Results of the study appear in the May 24 online issue of Cancer.
"Several previous studies have attributed lower survival in African-Americans to late staging of their tumors and to the treatment options," said study co-author Upender Manne, an assistant professor in the department of pathology at the University of Alabama at Birmingham.
He said to compensate for these factors, the researchers only studied people who had undergone surgery to treat their colon cancer and compared people with the same stage of cancer.
"The key point is that even if you provide uniform treatment options, you still have some differences in long-term survival," Manne said.
Nearly 150,000 people are diagnosed with colon and rectal cancers every year, according to the American Cancer Society. More than 56,000 people die from the disease annually, the society reports.
For this study, the researchers compared 199 blacks and 292 non-Hispanic whites who had surgery for colon or rectal cancer at some point between 1981 and 1993. None had any other treatment for their cancer.
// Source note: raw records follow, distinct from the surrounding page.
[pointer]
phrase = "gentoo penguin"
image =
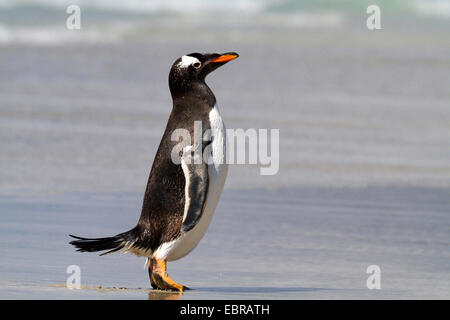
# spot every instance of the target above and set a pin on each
(182, 193)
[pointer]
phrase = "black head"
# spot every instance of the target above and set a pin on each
(191, 70)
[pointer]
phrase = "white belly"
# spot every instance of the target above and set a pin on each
(180, 247)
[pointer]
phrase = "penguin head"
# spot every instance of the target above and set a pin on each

The average age was 64.8 years, and 60 percent were male.
Overall, blacks had a 67 percent higher chance of dying in the first five years following surgery, and a 52 percent greater risk of dying in the 10-year period following surgery compared to whites.
The greatest differences were seen in people with stage II cancer, in which the tumor had not spread beyond the colon. Blacks with stage II colon cancer were 2.5 times more likely to die within five years, and had an 82 percent greater risk of death from their cancer over 10 years than whites did.
There were no statistically significant differences for people with rectal cancer.
Dr. Peter Kozuch, a hematologist and oncologist at St. Luke's Roosevelt Hospital in New York City, said the study was very intriguing, but added, "I think the real issue is that not all stage II cancers are the same." He said it's possible the tumors in the blacks were deeper and there may have been other risk factors.
He also pointed out that the blacks in the study had more tumors on their right side, which could have implications in terms of screening.
Both Kozuch and the study authors agreed more research needs to be done on these differences. In the meantime, they emphasized the need for regular screening exams.
Kozuch said the development of colon cancer is largely a failure of screening. "Ninety-five percent of colon cancer comes from polyps," said Kozuch, and polyps can be removed during colonoscopy, thereby preventing the cancer from ever developing.
The cancer society recommends that after age 50, people should have a yearly fecal occult blood test, and either a sigmoidoscopy every five years or a colonoscopy every 10 years.
Kozuch said colonoscopy is the gold standard in diagnosing colon cancer, and added that a prudent lifestyle, including plenty of exercise and eating right, could help prevent colon cancer.